To Chef Myke “Tatung” Sarthou, food has always been more than sustenance. It is language, leadership, and legacy. With Pinas Simpol: The Love and Lore of Filipino Cooking, he elevates that belief into a powerful cultural statement: one that explores how the Filipino kitchen shapes not only taste but also thought.
Launched at Lore by Chef Tatung in Bonifacio Global City, the Michelin-selected 2026 restaurant he leads, the book is part memoir and part philosophy, redefining cooking as both art and a civic act.
“To cook is to care,” Chef Tatung said. “It is a form of leadership: one that listens, nurtures, and remembers.”
Throughout the book, food becomes a metaphor for character and community. The ability to stretch ingredients without stretching love, to feed many from little, and to welcome strangers with warmth: these, he argues, are lessons in resilience and compassion that mirror the Filipino spirit.

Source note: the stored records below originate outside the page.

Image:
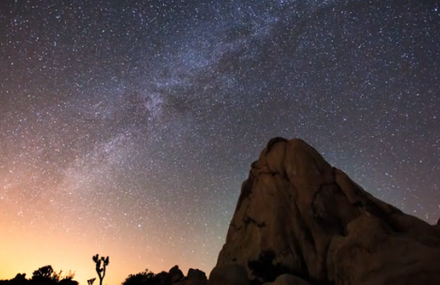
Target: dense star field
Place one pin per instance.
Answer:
(127, 127)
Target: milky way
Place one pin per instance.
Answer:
(127, 127)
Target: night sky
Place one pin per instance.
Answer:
(127, 127)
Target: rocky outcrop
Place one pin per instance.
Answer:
(297, 214)
(287, 279)
(229, 274)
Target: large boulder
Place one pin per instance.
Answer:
(297, 214)
(287, 279)
(228, 274)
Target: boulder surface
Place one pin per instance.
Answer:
(298, 215)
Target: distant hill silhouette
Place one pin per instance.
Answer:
(43, 276)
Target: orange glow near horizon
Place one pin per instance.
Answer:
(27, 245)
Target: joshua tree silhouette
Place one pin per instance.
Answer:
(101, 264)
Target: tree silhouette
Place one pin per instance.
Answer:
(101, 264)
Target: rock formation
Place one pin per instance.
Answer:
(298, 215)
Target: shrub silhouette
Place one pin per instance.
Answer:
(42, 276)
(147, 278)
(101, 265)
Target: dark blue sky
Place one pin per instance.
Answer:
(135, 122)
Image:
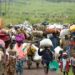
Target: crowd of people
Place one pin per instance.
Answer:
(21, 44)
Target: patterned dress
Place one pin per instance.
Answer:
(11, 63)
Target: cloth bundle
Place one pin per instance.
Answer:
(46, 43)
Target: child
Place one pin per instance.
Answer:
(73, 64)
(64, 64)
(47, 57)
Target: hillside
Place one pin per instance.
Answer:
(16, 11)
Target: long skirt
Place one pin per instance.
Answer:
(1, 68)
(19, 66)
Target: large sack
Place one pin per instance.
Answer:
(46, 43)
(20, 37)
(72, 28)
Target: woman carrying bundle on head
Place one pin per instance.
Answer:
(11, 60)
(47, 55)
(2, 60)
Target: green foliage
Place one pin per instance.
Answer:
(17, 11)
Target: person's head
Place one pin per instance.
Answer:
(11, 45)
(2, 49)
(46, 47)
(19, 43)
(65, 56)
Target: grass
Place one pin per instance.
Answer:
(38, 11)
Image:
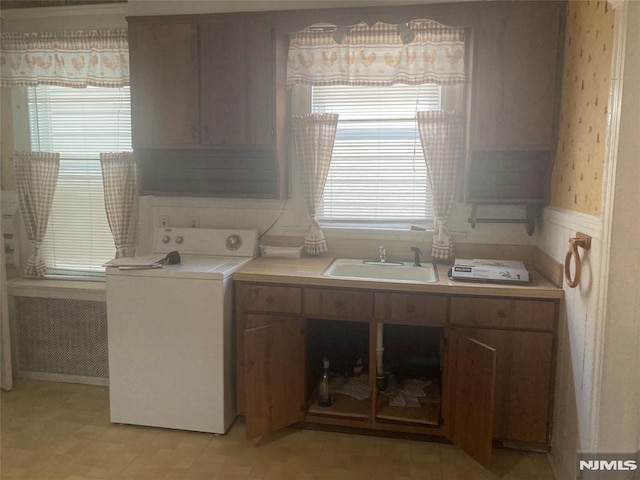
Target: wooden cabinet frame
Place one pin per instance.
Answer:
(488, 343)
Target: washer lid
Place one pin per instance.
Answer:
(192, 266)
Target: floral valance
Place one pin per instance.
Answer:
(422, 51)
(70, 59)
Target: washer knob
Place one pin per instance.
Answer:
(234, 242)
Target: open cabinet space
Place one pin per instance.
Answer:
(408, 380)
(471, 369)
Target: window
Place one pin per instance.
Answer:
(378, 176)
(79, 124)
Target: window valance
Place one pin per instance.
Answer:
(78, 59)
(421, 51)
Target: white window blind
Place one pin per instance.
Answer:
(378, 176)
(79, 124)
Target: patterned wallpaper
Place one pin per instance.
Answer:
(577, 175)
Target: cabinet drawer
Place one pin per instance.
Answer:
(347, 304)
(411, 309)
(267, 298)
(503, 313)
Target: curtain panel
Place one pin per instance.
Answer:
(442, 137)
(120, 179)
(36, 175)
(313, 138)
(78, 59)
(422, 51)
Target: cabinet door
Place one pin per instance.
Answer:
(471, 385)
(164, 84)
(237, 83)
(523, 382)
(274, 370)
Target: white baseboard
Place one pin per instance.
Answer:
(58, 377)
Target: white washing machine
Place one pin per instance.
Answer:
(171, 351)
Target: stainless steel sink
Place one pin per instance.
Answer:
(381, 271)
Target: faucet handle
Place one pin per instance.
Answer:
(417, 252)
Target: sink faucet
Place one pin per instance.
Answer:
(417, 252)
(383, 254)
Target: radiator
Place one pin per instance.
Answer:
(61, 336)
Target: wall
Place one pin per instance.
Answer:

The book also marks his tenth year as an author and storyteller. From his debut Philippine Cookery: From Heart to Platter in 2017 to Simpol Dishkarte in 2023, Chef Tatung has earned four Gourmand World Cookbook Awards and inspired a movement that dignifies everyday Filipino cooking.
“This trilogy gives language to our pride,” he said. “It’s time our cuisine is seen as intelligent, coherent, and emotionally powerful.”
In Pinas Simpol, the kitchen becomes the first classroom of culture, where leadership is learned through care and collaboration. “Technique alone cannot sustain identity,” he reminds readers. “Culture must stay in the kitchen.”
The book’s essays explore themes such as the “dirty kitchen” as a symbol of authenticity, the diaspora as the new global kitchen, and sawsawan as a form of culinary democracy: an act of personal agency expressed through taste.
Through these stories, Chef Tatung redefines food writing itself, blending anthropology, philosophy, and memoir into what he calls a “manifesto for coherence.”
Published by Vertikal Kreatives Inc., Pinas Simpol retails for ₱790 and is available online and soon in major bookstores nationwide.
“Filipino food is not chaos,” Chef Tatung concludes. “It is coherence. It is how we remember who we are.”